More recent observations, however, show that antelope use the park each summer by way of the Desert Creek drainage. A disappearing snowpack in this part of the park usually makes June and July the best times to see them, though other times of the year should not be discounted. In recent years several individuals have even been spotted near Roundtop, along Crater Lake's northeast rim. They appear to be part of a herd which migrates from the Fort Rock area, some 70 miles northeast of the park. When they are present, the pronghorn seem to prefer the forested habitat between Pumice Desert and the park's east boundary instead of more open areas. This may be due to the pronghorn's characteristically slow natural return to former range, even when hunting has been restricted for more than 80 years. Upon their return to former range, researchers have noticed the pronghorn's inclination to take up forested habitat more often associated with mule deer. These areas can offer sanctuary for antelope, though they may be somewhat different from the open places so characteristic of where they roam.
What makes pronghorn reappearance at Crater Lake interesting is that it seems to be part of a general reclamation of their range after being absent in many places for most of the past century. Even in the flat and open country of the Klamath Basin, where sightings had not been recorded since 1886, antelope have reappeared. Several weeks after an acquaintance of mine noticed a herd of 20 pronghorn in an open field ten miles south of Klamath Falls, I came across a single antelope on highway 62 near Klamath Agency. This occurred in December 1994, when a foot of snow sat along the roadside.
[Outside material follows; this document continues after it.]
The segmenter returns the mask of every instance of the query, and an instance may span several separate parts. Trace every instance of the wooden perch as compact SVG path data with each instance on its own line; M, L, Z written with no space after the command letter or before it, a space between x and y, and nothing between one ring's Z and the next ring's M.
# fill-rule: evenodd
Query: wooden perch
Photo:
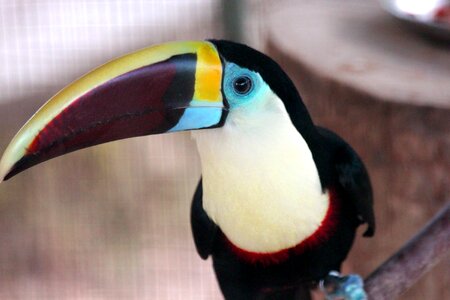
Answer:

Since antelope do not hurdle perceived barriers, it started running along the highway's fog line. By the time we reached a road intersection (which resulted in the antelope heading west toward Agency Lake while I continued southward), we were traveling almost 50 mph. There are few things more impressive than antelope in full flight, but speed alone is not responsible for their apparent recovery in this part of Oregon. Restrictions on hunting, accompanied by state and federal agencies managing for pronghorn throughout eastern Oregon, have brought about this success story.
Like the antelope, deer and elk populations within the park appear to be viable, meaning that they are capable of continuing to perpetuate themselves in this habitat. High elevation and winter conditions, however, make the park a refuge for only part of the year. These animals are dependent on management practices outside park boundaries to sustain them, whether this means protection from poaching or controlled hunting for herd reduction so that starvation is averted.
Steve Mark is the park historian at Crater Lake. He has been editor of Nature Notes since its revival in 1992.